だが一歩でも、この浜の外に出ようとすると【転移陣】を使って監視人がやって来て注意を受けて、ポイントを取り上げる。


(なんで、そこまで自由を奪う!)


そこに有る一本の見えない線が、【障壁】に見えた。

そして、それが未来を閉ざしている様に見えた。


(ここに、船さえあれば、俺は自由になれるのに・・・・・)


それでも、この場所は外にさえ出なければ、人の目を気にせずにいられた。

そんなある日、砂の中に変な『銀の筒』を見つけた。

付近を探すと、もっと有る。

筋が入っているが、どうしても開かない。

有るだけ集めて帰る事にした。

その光景を、浜の子供に見られた。

俺たちが入ってはいけないと言われている岬の先に、馬鹿蔦を潜って行くのを見てつけて来たみたいだ。

サブリーダーが脅して口止めした。

五、六歳の子供には、成人の熊獣人や犬獣人達は怖かっただろう。

持ち帰り工房で調べても開け方がわからない。

休憩時間で有ったが、遊んでいるとしかオヤジさんには見え無かったんだろう。

休みの日を与える事は、法で定められているのに。

『お前達は全員揃って休む。

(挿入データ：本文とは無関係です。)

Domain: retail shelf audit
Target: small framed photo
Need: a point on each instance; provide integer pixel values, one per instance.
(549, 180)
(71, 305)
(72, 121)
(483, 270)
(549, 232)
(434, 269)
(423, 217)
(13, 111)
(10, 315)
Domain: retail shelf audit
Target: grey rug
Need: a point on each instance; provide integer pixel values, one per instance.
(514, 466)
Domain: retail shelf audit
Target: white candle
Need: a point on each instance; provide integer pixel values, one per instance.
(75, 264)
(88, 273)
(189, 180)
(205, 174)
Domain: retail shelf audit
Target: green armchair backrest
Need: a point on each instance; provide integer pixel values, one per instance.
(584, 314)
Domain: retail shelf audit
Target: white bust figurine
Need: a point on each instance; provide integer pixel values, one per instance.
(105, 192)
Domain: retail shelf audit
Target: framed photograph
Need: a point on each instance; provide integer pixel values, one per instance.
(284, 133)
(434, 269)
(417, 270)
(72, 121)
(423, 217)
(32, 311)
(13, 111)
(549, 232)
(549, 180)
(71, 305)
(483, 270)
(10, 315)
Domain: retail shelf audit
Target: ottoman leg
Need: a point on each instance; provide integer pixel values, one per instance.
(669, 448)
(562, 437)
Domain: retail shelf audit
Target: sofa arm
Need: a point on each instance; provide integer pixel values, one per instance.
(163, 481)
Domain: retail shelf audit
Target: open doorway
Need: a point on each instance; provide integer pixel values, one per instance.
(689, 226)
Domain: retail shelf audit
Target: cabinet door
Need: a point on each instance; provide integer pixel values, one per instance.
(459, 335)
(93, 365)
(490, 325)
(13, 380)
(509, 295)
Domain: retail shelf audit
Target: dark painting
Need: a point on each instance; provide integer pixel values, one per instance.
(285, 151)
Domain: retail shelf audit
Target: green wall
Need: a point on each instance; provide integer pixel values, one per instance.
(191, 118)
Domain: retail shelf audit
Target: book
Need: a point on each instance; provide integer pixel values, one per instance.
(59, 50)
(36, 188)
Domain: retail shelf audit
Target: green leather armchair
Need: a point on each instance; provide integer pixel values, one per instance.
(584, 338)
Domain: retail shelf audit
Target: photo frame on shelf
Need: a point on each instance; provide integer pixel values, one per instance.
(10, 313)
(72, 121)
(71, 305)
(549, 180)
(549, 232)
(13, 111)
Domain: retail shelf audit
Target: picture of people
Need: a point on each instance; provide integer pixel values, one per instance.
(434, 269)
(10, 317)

注文は、ひっきりなしなのに!』

オヤジさん!休み時間も働けと言っている?

遂に諍いを起こして、俺たちは工房を後にした。

そりゃそうだろうさ!

この頃には、工房のポイントのほとんどは、俺たちがこさえるアクセサリーか魔道具だった。

見返りが少なかった。


空き工房を借り受けて再出発をしたが、材料を抑えられた。

嫌がらせだ。

『材料が無ければ、その内干上がって頭を下げて来るだろう。

そうしたら、配分率を下げる書面にサインさせてやる』

元の工房主の考えが透けて見える。

追加注文も断る事なく、受け付けていた。

誰が戻ってやるものか!


前から、友人から頼まれて持ち込みの材料で一品物のアクセサリーを作って渡していた。

お代は材料と、食料に酒だ!

同じ事を手広くやる。

街で若者を中心に声をかけて、材料と食料や酒との交換で一品物を作り出した。

自分だけのオリジナルで、日本の雑誌や漫画から好きな絵を魔石板の背面に書き入れてやる。

その他の機能を付けて、完全に差別化した。

アクセサリーも、注文主が持っている魔石や珊瑚、思い出の品を組み込んだ。

もちろん、名入れもするし髪飾りも、姉妹揃ってのお揃いを作ったりもする。

だのにポイントは、今までの物と変わらない。

前の工房は注文も捌けずに、材料を抱えて商売変えした。

でも、俺たちに仕掛けた事が知られて、注文も入らない。

逃げる様にウルマに行ったらしい。


そしてアダルトビデオ。

『傀儡使い』が魔石の魔素を使って、全裸の女性が艶かしく動くベッドスタンドは闇値で捌けた。

コイツが当たりすぎた。

ヘルファーすら入手できた。

今まで数度しか加工をした事がない貴重な金属だ。

必要分を使って、残りを修理用として預かりをする。

有る所には、有るもんだな。


それからも次々に産み出す新製品。


浜で見つけた変な海藻。

調べてみたら、魔素を入れ干し上げれば燃えた時に、とんでもない匂いを出す。


「これがベスダミオ(V)の素か〜」

調べてみると、このベスダミオの匂いの素を液状で抽出したのは、ウルマに住む老人達で魔道具狂いと解った。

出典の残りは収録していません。